Multiplying these two we get $S=\sum_{k=0}^{n} (-1)^k A_k {n \choose k}=\text{Coefficient of $x^0$ in } (x^3-1)^n/x^n$

Or $S=\text{Coefficient of $x^n$ in } (x^3-1)^n=0$, when $n$ is not a multiple of $3$.

The question is how else we can prove this result? How to modify this result when $n$ is a multiple of $3$ (that is, $n=3p$)?

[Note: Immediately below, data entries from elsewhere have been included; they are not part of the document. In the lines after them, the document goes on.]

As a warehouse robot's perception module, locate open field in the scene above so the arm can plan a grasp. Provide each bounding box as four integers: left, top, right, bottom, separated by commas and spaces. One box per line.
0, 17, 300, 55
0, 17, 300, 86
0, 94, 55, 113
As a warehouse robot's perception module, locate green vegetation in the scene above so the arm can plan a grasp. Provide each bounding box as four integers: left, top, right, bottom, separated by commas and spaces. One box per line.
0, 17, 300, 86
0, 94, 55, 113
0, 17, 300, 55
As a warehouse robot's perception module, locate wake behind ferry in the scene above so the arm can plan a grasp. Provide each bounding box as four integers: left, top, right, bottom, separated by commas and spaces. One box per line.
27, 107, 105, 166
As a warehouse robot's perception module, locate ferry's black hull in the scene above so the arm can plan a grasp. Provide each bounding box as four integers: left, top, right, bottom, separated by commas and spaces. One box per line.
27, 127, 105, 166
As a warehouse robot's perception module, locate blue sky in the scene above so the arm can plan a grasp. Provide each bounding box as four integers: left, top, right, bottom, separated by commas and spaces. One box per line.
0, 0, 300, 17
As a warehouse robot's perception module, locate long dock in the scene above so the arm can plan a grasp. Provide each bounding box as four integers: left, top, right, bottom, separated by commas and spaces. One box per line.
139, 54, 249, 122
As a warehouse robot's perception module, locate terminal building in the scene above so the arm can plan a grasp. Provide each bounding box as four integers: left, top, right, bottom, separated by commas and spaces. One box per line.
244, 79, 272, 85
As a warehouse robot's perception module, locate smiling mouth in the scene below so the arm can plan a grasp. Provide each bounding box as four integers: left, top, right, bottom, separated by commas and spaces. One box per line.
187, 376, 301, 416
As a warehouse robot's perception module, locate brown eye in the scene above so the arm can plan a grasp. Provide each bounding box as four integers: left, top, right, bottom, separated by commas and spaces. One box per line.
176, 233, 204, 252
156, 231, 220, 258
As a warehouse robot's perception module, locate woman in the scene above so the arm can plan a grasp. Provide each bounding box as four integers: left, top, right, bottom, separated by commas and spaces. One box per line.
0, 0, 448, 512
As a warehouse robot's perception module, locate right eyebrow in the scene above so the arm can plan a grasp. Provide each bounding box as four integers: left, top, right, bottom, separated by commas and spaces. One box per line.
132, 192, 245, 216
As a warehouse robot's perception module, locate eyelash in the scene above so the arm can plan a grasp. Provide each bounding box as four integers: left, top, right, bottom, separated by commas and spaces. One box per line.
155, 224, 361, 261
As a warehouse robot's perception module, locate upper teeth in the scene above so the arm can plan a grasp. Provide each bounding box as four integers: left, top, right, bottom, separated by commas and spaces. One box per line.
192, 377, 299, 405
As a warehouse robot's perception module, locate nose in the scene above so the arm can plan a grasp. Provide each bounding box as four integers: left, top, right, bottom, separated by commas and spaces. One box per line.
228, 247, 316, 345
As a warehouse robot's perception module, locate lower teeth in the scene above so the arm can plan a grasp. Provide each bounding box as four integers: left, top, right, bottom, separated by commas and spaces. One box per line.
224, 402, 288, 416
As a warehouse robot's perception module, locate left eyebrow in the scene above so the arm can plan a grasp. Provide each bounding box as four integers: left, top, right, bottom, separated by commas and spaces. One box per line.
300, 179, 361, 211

EDIT I find that if $n=3p$, then $S= \text{Coefficient of}~ x^{3p}$ in $(x^3-1)^{3p}={3p \choose p}$

Answer 1

This is not a different approach, but a convenient notation which might be useful. We use the coefficient of operator $[x^n]$ to denote the coefficient of $x^n$ of a series.

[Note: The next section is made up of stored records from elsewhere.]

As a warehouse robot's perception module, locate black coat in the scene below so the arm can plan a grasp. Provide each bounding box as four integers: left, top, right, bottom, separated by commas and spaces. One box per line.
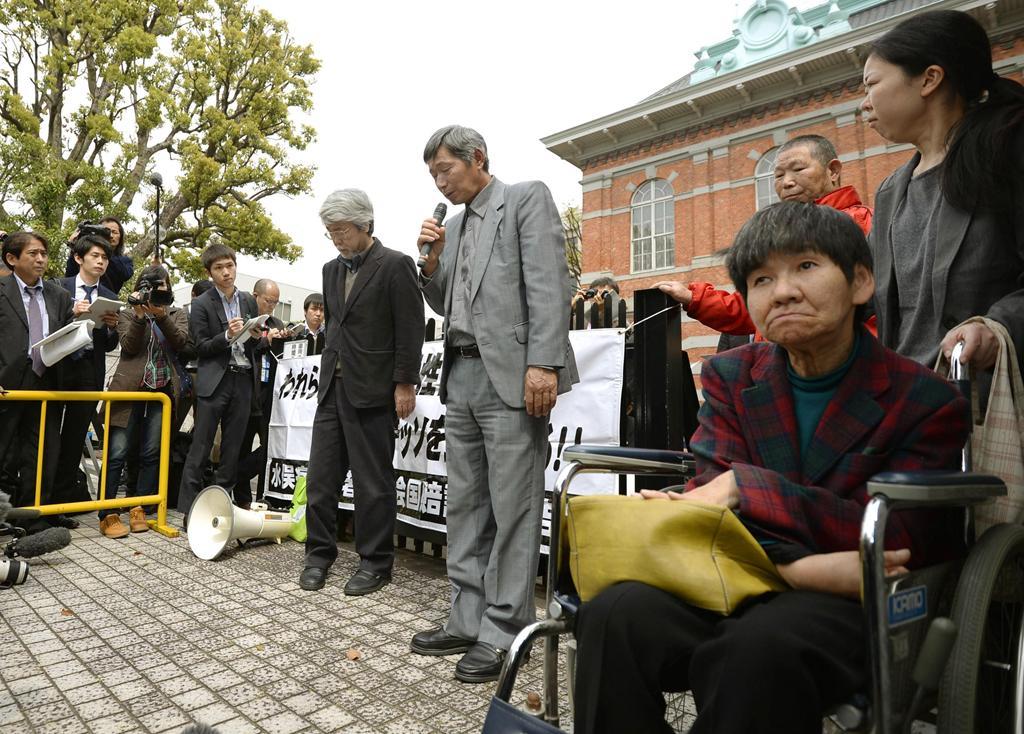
55, 275, 118, 389
188, 288, 259, 397
0, 274, 72, 390
317, 238, 424, 407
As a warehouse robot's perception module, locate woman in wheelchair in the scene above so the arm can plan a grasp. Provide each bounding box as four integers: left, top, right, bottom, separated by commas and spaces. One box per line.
575, 203, 969, 734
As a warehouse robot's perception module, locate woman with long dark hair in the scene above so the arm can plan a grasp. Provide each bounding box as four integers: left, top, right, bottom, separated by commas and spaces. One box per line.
65, 212, 135, 293
861, 10, 1024, 369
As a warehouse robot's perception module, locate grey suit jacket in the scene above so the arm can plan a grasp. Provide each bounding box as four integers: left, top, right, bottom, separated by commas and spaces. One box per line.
421, 178, 580, 407
0, 275, 72, 390
188, 288, 259, 397
868, 155, 1024, 366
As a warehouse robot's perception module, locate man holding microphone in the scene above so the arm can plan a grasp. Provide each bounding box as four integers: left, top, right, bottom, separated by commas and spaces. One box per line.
410, 125, 579, 683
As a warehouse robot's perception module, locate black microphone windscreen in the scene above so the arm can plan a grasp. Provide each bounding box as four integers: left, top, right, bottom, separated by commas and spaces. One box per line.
14, 527, 71, 558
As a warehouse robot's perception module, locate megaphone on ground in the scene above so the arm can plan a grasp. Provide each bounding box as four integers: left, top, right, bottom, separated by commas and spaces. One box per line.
188, 484, 292, 561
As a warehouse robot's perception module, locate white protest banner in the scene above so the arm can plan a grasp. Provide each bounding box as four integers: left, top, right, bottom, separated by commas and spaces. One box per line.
266, 329, 625, 548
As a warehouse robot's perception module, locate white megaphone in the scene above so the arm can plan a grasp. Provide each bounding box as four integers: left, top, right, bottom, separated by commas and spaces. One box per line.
188, 484, 292, 561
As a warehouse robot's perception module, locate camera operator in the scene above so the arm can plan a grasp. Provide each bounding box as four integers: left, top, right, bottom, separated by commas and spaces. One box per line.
65, 217, 135, 293
291, 293, 327, 356
99, 265, 189, 537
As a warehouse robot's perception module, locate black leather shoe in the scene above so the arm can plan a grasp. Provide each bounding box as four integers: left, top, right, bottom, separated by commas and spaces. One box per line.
345, 568, 391, 597
299, 566, 327, 592
409, 627, 473, 655
47, 515, 81, 530
455, 642, 506, 683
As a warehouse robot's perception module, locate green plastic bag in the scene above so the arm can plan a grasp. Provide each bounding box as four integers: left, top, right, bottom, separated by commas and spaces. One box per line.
288, 476, 306, 543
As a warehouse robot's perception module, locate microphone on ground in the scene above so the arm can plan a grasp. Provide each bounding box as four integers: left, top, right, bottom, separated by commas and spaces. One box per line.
416, 202, 447, 270
14, 527, 71, 558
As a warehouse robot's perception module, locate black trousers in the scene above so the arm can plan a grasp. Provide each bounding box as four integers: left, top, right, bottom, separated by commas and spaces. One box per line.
306, 378, 398, 573
574, 581, 866, 734
0, 360, 60, 507
51, 355, 103, 502
178, 370, 253, 515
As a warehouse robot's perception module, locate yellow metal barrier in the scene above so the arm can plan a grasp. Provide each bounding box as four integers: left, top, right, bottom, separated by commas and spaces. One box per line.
0, 390, 178, 537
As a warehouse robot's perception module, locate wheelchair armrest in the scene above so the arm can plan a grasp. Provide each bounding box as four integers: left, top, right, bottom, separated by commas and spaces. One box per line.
867, 471, 1007, 507
562, 443, 693, 474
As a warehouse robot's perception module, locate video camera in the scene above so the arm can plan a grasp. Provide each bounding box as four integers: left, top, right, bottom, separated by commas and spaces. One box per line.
78, 220, 111, 242
128, 277, 174, 306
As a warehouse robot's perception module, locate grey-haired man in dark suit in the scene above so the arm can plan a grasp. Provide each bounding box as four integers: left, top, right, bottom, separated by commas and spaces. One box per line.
299, 188, 424, 596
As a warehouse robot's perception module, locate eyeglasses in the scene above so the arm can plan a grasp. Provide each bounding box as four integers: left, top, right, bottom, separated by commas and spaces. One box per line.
324, 224, 354, 242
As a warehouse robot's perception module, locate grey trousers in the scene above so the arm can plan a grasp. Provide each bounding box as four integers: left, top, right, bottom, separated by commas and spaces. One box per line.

We obtain \begin{align*} \color{blue}{\sum_{k=0}^n(-1)^kA_k\binom{n}{k}} &=\sum_{k=0}^n\binom{n}{k}(-1)^k[x^k]\left(1+x+x^2\right)^n\\ &=\sum_{k=0}^n\binom{n}{k}(-1)^k[x^k]\left(\frac{x^3-1}{x-1}\right)^n\\ &=[x^0]\left(\frac{x^3-1}{x-1}\right)^n\sum_{k=0}^n\binom{n}{k}\left(-\frac{1}{x}\right)^k\tag{1}\\ &=[x^0]\left(\frac{x^3-1}{x-1}\right)^n\left(1-\frac{1}{x}\right)^n\tag{2}\\ &=[x^n]\left(x^3-1\right)^n\tag{3}\\ &=[x^n]\sum_{q=0}^n\binom{n}{q}x^{3q}(-1)^{n-q}\\ &\,\,\color{blue}{= \begin{cases} \binom{n}{n/3}&\quad 3\ |\ n\\ 0&\quad 3\not|\ n \end{cases}}\tag{4} \end{align*}

Comment:

• In (1) we use the linearity of the coefficient of operator and apply the rule $[x^{p-q}]A(x)=[x^p]x^qA(x)$.

• In (2) we apply the binomial theorem.

• In (3) we simplify the expression and apply the same rule as in (1) again. We expand the binomial in the following line.

• In (4) we select the coefficient of $x^n$.